Se a chuva caiu, o cabelo agradeceu,
e a carne apodrecida volveu-se nova e esperançosa
fluindo ao som de promessas que prometeram
nunca se cumprir - a cobardia dos gestos
em aliteração contínua e a desilusão,
a desilusão, meu amor, de não sermos
livres de sangue nem de partidas,
e a maldição de sermos lobisomens com um encosto,

comboios sem freio e roletas russas,
cães danados a esbarrar perpetuamente
contra uma fome que não se sacia nunca.

Anunciemos o fim dos tempos:
sem anéis no céu
nem degraus
nem poços no ar.

Nunca desenharemos juntos uma casa à beira-mar.
E nunca sonharemos a mesma canção
se não nos queimarmos ao de leve na luz da vela
que arde quarenta vezes antes de se matar.

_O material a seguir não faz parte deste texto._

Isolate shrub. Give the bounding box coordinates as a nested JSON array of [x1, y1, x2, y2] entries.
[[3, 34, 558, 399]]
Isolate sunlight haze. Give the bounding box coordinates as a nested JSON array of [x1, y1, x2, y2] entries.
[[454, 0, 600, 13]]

segunda-feira, 19 de maio de 2014

à l'inconnu du lac

Talvez eu te ame já. Talvez eu ame o que o futuro vai ser em nós. Conheço-te mal, vejo apenas névoas de ti e tento (só posso) desenhar-te a figura como um cego com as mãos. Mas antevejo-me a ler um livro a teu lado, em horas noturnas, numa casa à beira-mar, a sala com móveis de madeira escura e a luz média dos candeeiros a espelhar a doçura nos nossos olhos que se vêem uns aos outros nas palavras que os papéis nos mostram. Sentados lado a lado, talvez até nem lendo o mesmo livro, talvez apenas escutando o som da água na calmaria das ondas que não morrem na praia e antes se fundem com o areal branco, sentados lado a lado, adormecendo lentamente como o mel escorre, finalmente em lençóis sóbrios-puros-limpos-vivos, dormindo por fim um sono glorioso sem nem sequer antecipar a luz e o brilho do sol que a manhã nos trará. Amar-te-ei como se ama a eternidade: em verdade e transparência. E talvez mesmo eu te ame já, embora de ti tenha ainda apenas e só a tua ausência.

terça-feira, 6 de maio de 2014

voo

Escrevo o teu nome e um pássaro levanta-se da terra -
sobre o seu voo contrariam os teus olhos mil histórias
que eu escutaria com o mesmo silêncio admirado
com que na boca cai um beijo ou a noite atira o amor
para cima das camas. Mas o lápis rola subitamente

sobre a mesa e pára a sepultar as palavras que nunca
te direi - porque o rio não regressa à cidade que primeiro
beijou, nem o navio ruma jamais ao porto que o viu largar.